In particular, he was there to promote the work of ASIC’s Innovations Hub which exists to foster innovation which can help Australia’s fintech start-up community navigate the complex world of financial regulation.

Australia is proud of its booming fintech sector. It now represents 16% of start-ups in Australia and accounts for more than $700 million of venture capital. Australia is now the second biggest alternative finance market in the Asia Pacific region, behind only China. The Government has been active in fostering the market and has supported the sector with funding and a range of accelerator programs.

ASIC, like many other global regulators, sees its role as being one to support innovation, while also maintaining protections for consumers.

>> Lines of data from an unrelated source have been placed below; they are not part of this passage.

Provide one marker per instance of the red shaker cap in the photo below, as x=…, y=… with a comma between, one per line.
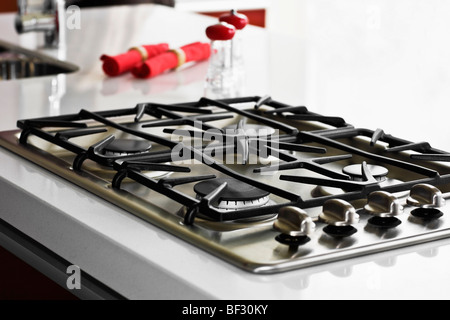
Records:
x=221, y=31
x=238, y=20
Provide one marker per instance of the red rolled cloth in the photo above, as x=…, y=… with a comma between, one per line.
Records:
x=115, y=65
x=171, y=59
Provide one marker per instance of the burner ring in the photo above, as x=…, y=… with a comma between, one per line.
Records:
x=126, y=147
x=355, y=171
x=235, y=190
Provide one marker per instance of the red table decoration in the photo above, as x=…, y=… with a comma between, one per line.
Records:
x=116, y=65
x=172, y=59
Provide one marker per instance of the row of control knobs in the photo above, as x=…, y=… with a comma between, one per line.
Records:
x=295, y=224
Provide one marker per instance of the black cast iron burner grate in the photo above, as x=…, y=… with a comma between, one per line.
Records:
x=201, y=115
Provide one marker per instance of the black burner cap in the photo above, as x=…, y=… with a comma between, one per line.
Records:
x=235, y=189
x=128, y=146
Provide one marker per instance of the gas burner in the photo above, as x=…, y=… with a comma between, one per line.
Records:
x=122, y=147
x=250, y=130
x=236, y=195
x=355, y=172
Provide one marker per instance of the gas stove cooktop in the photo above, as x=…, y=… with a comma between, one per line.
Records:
x=266, y=186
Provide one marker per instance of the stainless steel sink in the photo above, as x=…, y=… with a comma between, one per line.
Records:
x=18, y=63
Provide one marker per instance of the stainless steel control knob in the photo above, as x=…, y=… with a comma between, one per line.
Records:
x=338, y=212
x=294, y=222
x=383, y=204
x=425, y=196
x=339, y=215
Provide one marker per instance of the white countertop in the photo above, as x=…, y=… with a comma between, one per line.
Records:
x=376, y=64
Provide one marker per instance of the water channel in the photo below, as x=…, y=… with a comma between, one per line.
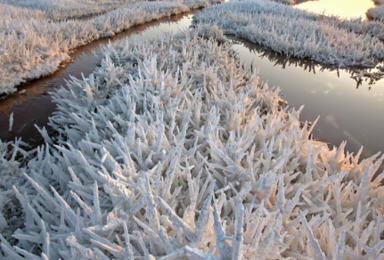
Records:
x=348, y=111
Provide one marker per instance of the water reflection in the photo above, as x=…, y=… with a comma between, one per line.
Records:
x=349, y=110
x=346, y=112
x=342, y=8
x=33, y=105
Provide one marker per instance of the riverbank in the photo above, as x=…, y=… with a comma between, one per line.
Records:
x=171, y=149
x=301, y=34
x=34, y=47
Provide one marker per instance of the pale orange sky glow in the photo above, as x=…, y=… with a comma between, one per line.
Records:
x=342, y=8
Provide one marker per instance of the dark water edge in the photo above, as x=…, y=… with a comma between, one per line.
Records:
x=348, y=110
x=32, y=104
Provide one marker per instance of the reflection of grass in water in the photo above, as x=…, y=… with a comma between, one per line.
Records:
x=360, y=75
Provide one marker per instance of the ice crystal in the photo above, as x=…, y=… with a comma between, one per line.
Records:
x=298, y=33
x=34, y=45
x=170, y=150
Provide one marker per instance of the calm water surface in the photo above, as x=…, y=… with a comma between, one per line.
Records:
x=347, y=112
x=35, y=105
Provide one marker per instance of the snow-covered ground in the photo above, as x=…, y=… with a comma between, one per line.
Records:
x=170, y=150
x=33, y=45
x=298, y=33
x=376, y=13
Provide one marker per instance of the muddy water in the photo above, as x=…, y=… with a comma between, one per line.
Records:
x=341, y=8
x=35, y=106
x=347, y=111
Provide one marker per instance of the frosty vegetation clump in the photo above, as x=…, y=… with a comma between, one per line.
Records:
x=170, y=150
x=32, y=45
x=297, y=33
x=376, y=13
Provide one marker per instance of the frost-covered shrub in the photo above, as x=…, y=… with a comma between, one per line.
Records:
x=376, y=13
x=170, y=150
x=297, y=33
x=32, y=47
x=12, y=160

It is a fine balancing act and the Innovation Hub is key to helping it to do so.

To do this, the hub is broken down into five components:

  • Engagement with fintech and regtech entities
  • Informal help through the website including tailored guidance for innovative businesses to access information and services through the website.
  • A senior internal committee to analyse new business models.
  • A digital finance advisory panel which provides ASIC with advice in this area.
  • The regulator is drawing on experience from around the fintech community, academia and consumer advocates as well as financial regulators.

In addition, he pointed to their sandbox regime which:

“includes a world first fintech licensing exemption that eligible fintechs can make use of as they prepare to go to market.”

Fostering regtech

A key part of his speech focused on one part of the sector which is obviously fairly close to our hearts at Enforcd, regtech. This sector has grown massively in the past few years and, as he acknowledges, offers a number of opportunities.

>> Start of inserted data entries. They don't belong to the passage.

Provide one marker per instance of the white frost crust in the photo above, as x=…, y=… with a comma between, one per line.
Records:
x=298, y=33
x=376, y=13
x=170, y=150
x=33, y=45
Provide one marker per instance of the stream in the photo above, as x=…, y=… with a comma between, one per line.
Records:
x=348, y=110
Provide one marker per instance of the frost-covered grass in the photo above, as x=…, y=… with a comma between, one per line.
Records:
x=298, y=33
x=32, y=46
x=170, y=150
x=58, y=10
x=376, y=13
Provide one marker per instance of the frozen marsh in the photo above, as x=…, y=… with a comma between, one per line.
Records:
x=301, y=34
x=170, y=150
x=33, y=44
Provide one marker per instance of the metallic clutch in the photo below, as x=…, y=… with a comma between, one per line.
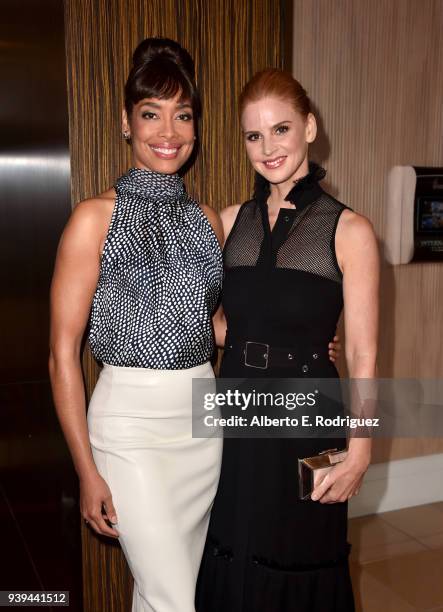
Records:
x=312, y=470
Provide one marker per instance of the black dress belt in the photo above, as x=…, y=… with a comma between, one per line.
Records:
x=262, y=355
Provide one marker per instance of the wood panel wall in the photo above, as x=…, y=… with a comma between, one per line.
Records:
x=230, y=40
x=374, y=73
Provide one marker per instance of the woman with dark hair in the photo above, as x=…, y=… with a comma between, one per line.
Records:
x=142, y=261
x=294, y=257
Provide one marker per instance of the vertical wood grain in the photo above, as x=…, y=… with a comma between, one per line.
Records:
x=230, y=40
x=374, y=74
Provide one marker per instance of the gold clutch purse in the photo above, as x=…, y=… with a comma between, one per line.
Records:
x=312, y=470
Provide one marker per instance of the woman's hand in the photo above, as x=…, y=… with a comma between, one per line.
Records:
x=334, y=348
x=345, y=478
x=95, y=495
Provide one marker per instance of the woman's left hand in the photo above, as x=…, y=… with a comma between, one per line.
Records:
x=343, y=481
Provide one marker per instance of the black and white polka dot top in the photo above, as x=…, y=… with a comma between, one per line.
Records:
x=160, y=277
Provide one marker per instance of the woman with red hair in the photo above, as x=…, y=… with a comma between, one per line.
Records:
x=294, y=257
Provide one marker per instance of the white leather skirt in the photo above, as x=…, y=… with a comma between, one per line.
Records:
x=163, y=481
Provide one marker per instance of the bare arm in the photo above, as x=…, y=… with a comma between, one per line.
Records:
x=218, y=319
x=357, y=255
x=74, y=281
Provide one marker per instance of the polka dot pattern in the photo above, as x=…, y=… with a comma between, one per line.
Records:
x=160, y=277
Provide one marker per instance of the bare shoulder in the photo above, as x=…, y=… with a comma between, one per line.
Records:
x=94, y=208
x=228, y=216
x=214, y=219
x=354, y=228
x=355, y=240
x=90, y=219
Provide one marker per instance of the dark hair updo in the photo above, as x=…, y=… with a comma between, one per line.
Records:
x=161, y=69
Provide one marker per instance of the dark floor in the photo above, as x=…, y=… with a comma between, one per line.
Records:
x=38, y=498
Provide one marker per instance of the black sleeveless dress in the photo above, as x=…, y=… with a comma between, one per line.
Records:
x=267, y=551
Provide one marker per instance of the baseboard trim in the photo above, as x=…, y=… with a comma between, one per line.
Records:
x=399, y=484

“Although it is not something that we at ASIC regulate directly,” he said, “regtech is something we are keenly interested in, both as a consumer of products and a facilitator of engagement more generally to ensure innovation in this area is utilised.”

He sees it as playing a role both as a facilitator for companies in building a ‘culture of compliance’ by saving time, streamlining operations, increasing education and identify learning opportunities.

From the regulator’s perspective, they are also acting as customers of the regtech space. This technology has a number of applications which can help the regulator perform its role more effectively.

There are some complex questions, both about regtech and the wider fintech sector, so they will balance their approach to the space both as regulator and a user of technology. For all these questions, though, he believes the potential is enormous as long as regulators can adopt the right attitude.